Mon engagement est profondément personnel. Je suis née et j’ai grandi en Afrique, plus précisément en Tunisie, avant de poursuivre mon parcours académique et professionnel entre l’Europe et le Québec. J’ai donc vécu de l’intérieur les écarts mais aussi les complémentarités entre les écosystèmes. La transformation numérique inclusive, pour moi, c’est s’assurer que l’innovation ne reste pas réservée à quelques grandes entreprises ou à certains pays. C’est donner aux PME, où qu’elles soient, les moyens concrets d’innover, de se structurer et de collaborer à l’international, en tenant compte de leurs réalités économiques, humaines et culturelles.
Comment définiriez-vous aujourd’hui votre vision de l’innovation, notamment pour les entreprises africaines ?
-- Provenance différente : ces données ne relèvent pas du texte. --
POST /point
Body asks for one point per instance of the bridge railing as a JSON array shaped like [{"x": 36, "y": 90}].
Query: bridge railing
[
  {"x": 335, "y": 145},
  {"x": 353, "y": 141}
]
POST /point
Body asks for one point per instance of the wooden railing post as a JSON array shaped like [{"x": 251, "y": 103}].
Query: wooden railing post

Je défends une innovation utile et responsable. Pour les entreprises africaines, innover ne signifie pas forcément adopter les technologies les plus complexes ou les plus coûteuses, mais plutôt utiliser intelligemment le numérique pour résoudre des problèmes réels : améliorer la productivité, structurer les processus, accéder à de nouveaux marchés. L’innovation doit être un levier d’autonomie et de souveraineté économique, tout en facilitant des partenariats durables avec des écosystèmes comme celui de l’Amérique du Nord.
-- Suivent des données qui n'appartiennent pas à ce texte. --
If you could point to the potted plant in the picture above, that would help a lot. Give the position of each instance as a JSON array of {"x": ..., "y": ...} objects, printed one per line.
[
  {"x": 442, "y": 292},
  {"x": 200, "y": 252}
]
En quoi votre double expertise scientifique et terrain influence-t-elle votre approche de la formation et de l’accompagnement stratégique ?
Ma formation scientifique m’apporte la rigueur, la méthode et la compréhension des technologies. Mon expérience terrain, au contact direct des entreprises, m’a appris une chose essentielle : une technologie n’a de valeur que si elle est comprise, appropriée et adaptée. Dans mes formations, je fais constamment le lien entre la théorie et la réalité opérationnelle des entreprises. On ne parle pas de concepts abstraits, mais de cas concrets, d’outils applicables rapidement et de décisions stratégiques réalistes.
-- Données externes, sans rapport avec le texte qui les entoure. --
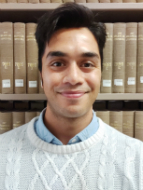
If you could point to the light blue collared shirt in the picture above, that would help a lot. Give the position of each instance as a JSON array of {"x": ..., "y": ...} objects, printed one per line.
[{"x": 44, "y": 134}]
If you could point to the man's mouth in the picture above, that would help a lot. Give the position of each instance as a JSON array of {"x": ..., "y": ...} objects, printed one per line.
[{"x": 72, "y": 94}]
Vous affirmez que la digitalisation n’est plus une option. Pourquoi est-elle devenue un impératif pour les PME africaines ?
Aujourd’hui, la digitalisation est une condition de survie et de croissance. Elle permet aux PME africaines de gagner en efficacité, de mieux gérer leurs données, de rassurer des partenaires internationaux et de s’intégrer dans des chaînes de valeur mondiales. Sans outils numériques, il devient très difficile de collaborer avec des entreprises nord-américaines ou européennes, qui exigent des standards clairs en matière de gestion, de traçabilité et de communication.
Quels sont, selon vous, les principaux freins à la transformation digitale des entreprises sur le continent africain ?
Les freins sont rarement uniquement technologiques. Il y a d’abord un manque d’accompagnement stratégique, parfois une peur du changement, et souvent une perception erronée des coûts. Beaucoup d’entreprises pensent que la digitalisation est réservée aux grandes structures, alors qu’il existe aujourd’hui des solutions accessibles, évolutives et adaptées aux PME.
Comment adapter les outils numériques aux réalités locales, notamment en contexte de ressources limitées ?
L’adaptation passe par le choix d’outils simples, modulaires et à forte valeur ajoutée. Il faut commencer petit, prioriser les besoins essentiels et avancer par étapes. C’est exactement pour cela que je privilégie des solutions comme le low-code/no-code, les CRM légers ou la digitalisation progressive des processus. L’objectif n’est pas la sophistication, mais l’efficacité.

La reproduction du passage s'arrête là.